End 2009 I've bought a Dell Vostro 1520 laptop. Fantastic first laptop. With it came a battery.
In 2011, the original battery had only 20 minutes of the original 4 hours battery life left. So I bought a new one from eBay.
Unfortunately, I bought a "non genuine" one, which the laptop refuses to charge when you plug in the charger when it's off. It's charges fine when your plug in the charger
after bios post.
So, don't drain it too low. It'll be fine. Battery lasts ~6 hours, it's the 6600 mAh one, with the bulge on the end.
Fast forward 3 years, and I've drained it. Won't turn on. Can't start charging.

Somewhere on "the internet" I read that you could fix this by putting the battery in the freezer. So I did.
After 10 minutes in the freezer, behold, the laptop went through bios post and I could plug in the charger.
Now today,
6 years later, this battery still has 5 hours of battery life. However, the laptop is auxiliary and only used occasionally, by other people.
So I happened twice this year I had to redo the freezer trick to get it awake again after they've drained it.
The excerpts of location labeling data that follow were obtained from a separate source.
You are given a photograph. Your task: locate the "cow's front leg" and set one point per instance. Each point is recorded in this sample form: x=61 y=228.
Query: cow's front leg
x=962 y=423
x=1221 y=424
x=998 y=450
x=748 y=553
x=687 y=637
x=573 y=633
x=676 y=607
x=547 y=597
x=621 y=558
Now, thinking about what I was actually doing I have two questions I can't find an answer to:
1.
Why does this work? Does freezing the battery resets the battery management? Does it indeed raise the cell voltage?
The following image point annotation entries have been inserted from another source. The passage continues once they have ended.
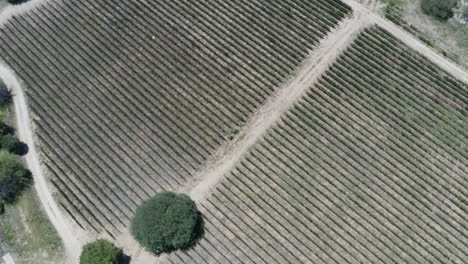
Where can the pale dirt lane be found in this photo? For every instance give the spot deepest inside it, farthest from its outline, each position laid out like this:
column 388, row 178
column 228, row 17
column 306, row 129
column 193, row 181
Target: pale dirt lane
column 411, row 41
column 226, row 158
column 25, row 133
2. Why was the old battery 80% worn out after 2 years, and the "non genuine" one only. Is this planned obsolescence?
"Non-genuine battery": 12% wear.
Design capacity: 73260 mWh
Last charge: 64810 mWh
"Genuine battery": 75% wear. (does not work anymore)
Design capacity: 57720 mWh
Last charge: 14830 mWh
Note: Freezing your batteries isn't something I can recommend. Condensation is a problem, and maybe even a danger.